Dengan hadiah sastra semacam itu, paling tidak ada semacam gairah bagi para sastrawan untuk terus berkarya. Masalah lebih lanjut adalah karya sastra semacam apakah yang sesungguhnya layak diberi hadiah sastra oleh LBSS, jika daya kreatif dan inovasi dalam melahirkan bentuk pengucapan yang baru dijadikan ukuran? Lebih tegasnya adalah apakah puisi Sunda dewasa ini sudah menemukan pengucapan yang baru, setelah Godi Suwarna melahirkan antologi puisi Jagat Alit, Blues Kere Lauk, dan Dongeng Si Ujang? Demikian juga dalam penulisan cerita pendek dan esai.
Adanya keinginan yang demikian dari sejumlah sastrawan Sunda dalam pemberian hadiah sastra versi LBSS tidak menutup kemungkinan bahwa di tahun-tahun mendatang tidak ada yang menang, sebab tidak ada pembaruan atau kedalaman mengolah tema. Jika ada yang memenuhi kriteria pastilah hal ini menarik karena perkembangan sastra Sunda dari generasi ke generasinya senantiasa diisi orang-orang kreatif.
Menata kembali konsep pemberian hadiah sastra Sunda, apa pun nama lembaga yang akan memberikan hadiah sastra tersebut, patut dibicarakan dan dipikir ulang oleh kritikus sastra dan akademisi sastra Sunda yang menginginkan sastra Sunda maju lebih jauh dibandingkan dengan perkembangan dan pertumbuhan sastra Indonesia saat ini. Jika konsep semacam ini diterapkan, tidak mustahil perkembangan dan pertumbuhan sastra Sunda di tahun-tahun mendatang akan diisi oleh berbagai karya sastra hasil eksperimentasi. Dengan catatan, pada awal tahun sebelum penilaian itu dimulai, LBSS terlebih dahulu mengumumkan syarat-syaratnya.

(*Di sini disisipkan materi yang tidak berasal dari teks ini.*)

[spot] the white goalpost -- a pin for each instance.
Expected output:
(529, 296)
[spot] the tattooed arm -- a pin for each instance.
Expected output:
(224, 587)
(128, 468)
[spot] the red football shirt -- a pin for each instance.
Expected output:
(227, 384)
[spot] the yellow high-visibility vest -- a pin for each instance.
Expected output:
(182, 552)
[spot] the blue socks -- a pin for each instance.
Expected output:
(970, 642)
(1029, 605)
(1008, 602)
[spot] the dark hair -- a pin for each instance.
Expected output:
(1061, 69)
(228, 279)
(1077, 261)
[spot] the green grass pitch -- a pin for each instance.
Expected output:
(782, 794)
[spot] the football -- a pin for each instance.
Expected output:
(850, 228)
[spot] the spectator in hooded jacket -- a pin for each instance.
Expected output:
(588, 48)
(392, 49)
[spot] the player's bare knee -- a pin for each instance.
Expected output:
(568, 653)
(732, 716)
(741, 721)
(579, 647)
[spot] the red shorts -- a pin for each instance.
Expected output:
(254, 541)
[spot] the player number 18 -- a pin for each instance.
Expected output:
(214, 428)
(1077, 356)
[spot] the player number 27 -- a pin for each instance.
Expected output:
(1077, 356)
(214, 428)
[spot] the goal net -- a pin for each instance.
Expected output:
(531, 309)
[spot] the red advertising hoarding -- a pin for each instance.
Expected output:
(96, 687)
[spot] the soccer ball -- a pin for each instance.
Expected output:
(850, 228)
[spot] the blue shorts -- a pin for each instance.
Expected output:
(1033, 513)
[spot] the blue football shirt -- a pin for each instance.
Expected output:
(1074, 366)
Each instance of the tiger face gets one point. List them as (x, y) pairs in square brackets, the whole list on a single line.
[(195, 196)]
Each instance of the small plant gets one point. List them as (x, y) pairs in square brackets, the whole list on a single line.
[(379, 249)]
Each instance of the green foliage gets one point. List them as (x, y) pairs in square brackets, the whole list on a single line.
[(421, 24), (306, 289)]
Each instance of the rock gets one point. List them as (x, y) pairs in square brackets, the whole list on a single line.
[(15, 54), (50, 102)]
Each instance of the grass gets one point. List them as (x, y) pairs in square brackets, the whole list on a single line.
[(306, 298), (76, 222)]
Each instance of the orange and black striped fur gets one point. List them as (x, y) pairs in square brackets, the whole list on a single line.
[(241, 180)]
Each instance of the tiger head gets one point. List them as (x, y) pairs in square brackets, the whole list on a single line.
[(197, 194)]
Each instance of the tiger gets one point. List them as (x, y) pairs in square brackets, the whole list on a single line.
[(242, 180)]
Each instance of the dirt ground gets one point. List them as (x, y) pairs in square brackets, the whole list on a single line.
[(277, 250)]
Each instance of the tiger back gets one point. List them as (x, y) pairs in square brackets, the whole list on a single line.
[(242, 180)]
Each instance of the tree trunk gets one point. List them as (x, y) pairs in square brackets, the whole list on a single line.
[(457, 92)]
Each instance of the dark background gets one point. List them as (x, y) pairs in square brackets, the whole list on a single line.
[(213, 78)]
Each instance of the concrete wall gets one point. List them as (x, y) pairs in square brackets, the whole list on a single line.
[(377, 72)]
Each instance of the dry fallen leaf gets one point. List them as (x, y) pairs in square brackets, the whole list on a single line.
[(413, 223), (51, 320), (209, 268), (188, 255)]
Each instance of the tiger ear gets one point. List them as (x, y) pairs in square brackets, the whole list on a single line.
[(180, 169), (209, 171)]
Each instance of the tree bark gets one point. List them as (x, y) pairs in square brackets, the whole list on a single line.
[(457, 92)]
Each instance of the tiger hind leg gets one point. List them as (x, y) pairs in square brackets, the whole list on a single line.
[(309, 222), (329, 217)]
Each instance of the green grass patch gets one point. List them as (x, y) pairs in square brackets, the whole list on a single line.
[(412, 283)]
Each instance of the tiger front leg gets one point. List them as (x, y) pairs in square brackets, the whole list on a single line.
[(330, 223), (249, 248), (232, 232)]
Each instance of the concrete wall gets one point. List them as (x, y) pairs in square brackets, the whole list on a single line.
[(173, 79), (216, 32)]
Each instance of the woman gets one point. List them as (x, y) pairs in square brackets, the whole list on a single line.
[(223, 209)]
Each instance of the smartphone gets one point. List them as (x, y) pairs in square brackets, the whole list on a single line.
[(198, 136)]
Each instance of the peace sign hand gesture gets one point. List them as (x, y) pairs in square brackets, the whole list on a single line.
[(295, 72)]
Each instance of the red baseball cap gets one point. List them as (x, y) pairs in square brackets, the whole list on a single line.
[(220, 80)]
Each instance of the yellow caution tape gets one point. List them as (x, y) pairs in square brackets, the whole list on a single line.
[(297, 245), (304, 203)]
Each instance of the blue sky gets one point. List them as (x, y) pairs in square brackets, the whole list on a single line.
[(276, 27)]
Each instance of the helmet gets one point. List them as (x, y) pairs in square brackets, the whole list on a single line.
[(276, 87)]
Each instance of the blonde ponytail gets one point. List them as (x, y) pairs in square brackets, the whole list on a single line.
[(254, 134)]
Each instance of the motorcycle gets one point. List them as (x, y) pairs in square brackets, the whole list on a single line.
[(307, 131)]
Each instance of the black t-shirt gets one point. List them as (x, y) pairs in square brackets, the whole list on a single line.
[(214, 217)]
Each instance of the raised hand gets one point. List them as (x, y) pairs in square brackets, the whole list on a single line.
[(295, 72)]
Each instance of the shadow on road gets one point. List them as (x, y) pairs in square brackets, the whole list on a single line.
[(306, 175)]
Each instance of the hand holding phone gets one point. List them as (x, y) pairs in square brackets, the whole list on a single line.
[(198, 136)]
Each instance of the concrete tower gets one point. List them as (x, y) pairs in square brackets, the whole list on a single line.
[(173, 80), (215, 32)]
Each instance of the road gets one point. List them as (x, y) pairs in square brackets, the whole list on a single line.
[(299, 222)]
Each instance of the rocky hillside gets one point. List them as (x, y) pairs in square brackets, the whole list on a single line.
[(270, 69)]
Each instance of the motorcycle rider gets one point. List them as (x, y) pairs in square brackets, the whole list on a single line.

Gaya penulisan cerita pendek yang dikembangkan Godi Suwarna lewat antologi Murang-Maring paling tidak menunjukkan hal itu. Demikian juga dalam penulisan puisi.Puisi Godi berbeda dengan Wahyu Wibisana dan Sayudi. Jika ada puisi yang mirip gayanya dengan Godi, Wahyu, dan Sayudi, misalnya, dewan juri berhak menolaknya. Sebab, karya yang demikian itu bukan karya inovatif, melainkan karya manerisme yang tidak lebih dan tidak kurang serupa dengan parasit saja. Ini hanya harapan agar LBSS di masa mendatang lebih bergengsi kedudukannya dalam perkembangan dan pertumbuhan sastra Sunda modern.